Things I deliberately didn't ship, gaps I'd close, and stretch goals if this gets traction:

  • No history scrollback. Each new question replaces the screen.
  • Abuse protection is the platform's default. No app level rate limit. AI Studio's 429 surfaces as "Yao's taking a break — back in 5 min" and the input disables until the timer's up.
  • Accessibility is partial. Keyboard nav works for the input and prefers-reduced-motion now disables idle bust animations + collapses the fullscreen-toggle blackout to instant — but the 3D card hover/click is still mouse-first. A keyboard-traversable card list (arrow keys to focus, Enter to open) is on the list.

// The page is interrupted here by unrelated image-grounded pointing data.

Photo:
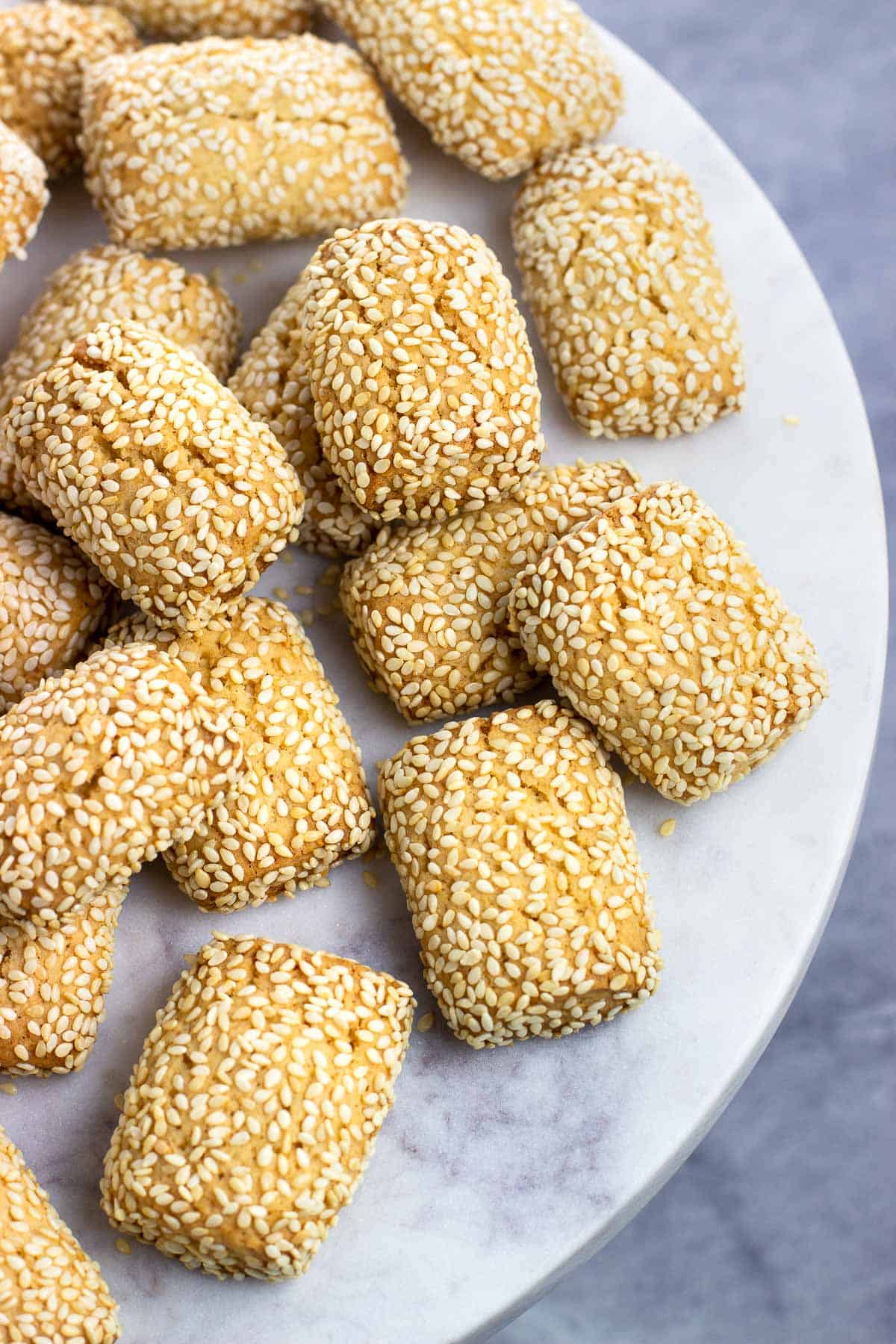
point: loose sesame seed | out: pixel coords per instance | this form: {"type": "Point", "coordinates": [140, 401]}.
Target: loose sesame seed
{"type": "Point", "coordinates": [628, 297]}
{"type": "Point", "coordinates": [494, 82]}
{"type": "Point", "coordinates": [521, 875]}
{"type": "Point", "coordinates": [101, 771]}
{"type": "Point", "coordinates": [52, 1289]}
{"type": "Point", "coordinates": [307, 143]}
{"type": "Point", "coordinates": [23, 190]}
{"type": "Point", "coordinates": [265, 1081]}
{"type": "Point", "coordinates": [301, 801]}
{"type": "Point", "coordinates": [45, 50]}
{"type": "Point", "coordinates": [428, 605]}
{"type": "Point", "coordinates": [657, 626]}
{"type": "Point", "coordinates": [422, 378]}
{"type": "Point", "coordinates": [54, 605]}
{"type": "Point", "coordinates": [156, 470]}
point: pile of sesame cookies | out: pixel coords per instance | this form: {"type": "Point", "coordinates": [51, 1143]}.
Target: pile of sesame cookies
{"type": "Point", "coordinates": [388, 414]}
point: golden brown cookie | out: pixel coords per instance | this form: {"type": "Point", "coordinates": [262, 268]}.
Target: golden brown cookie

  • Mobile bundle size is the biggest open trade off. Three.js + R3F + the 4.6MB GLB load isn't trivial on a phone. The 3D scene's loader chunk is dynamically imported so the page shell ships without it, but once the chunk evaluates the GLB starts fetching immediately. A lighter weight 2D fallback for low power devices is on the list.
  • A "show me your work in [year]" tool would be easy to add since frontmatter.date is already in the model.
  • Streaming the project card layout server side so cards can render before the full tool result arrives.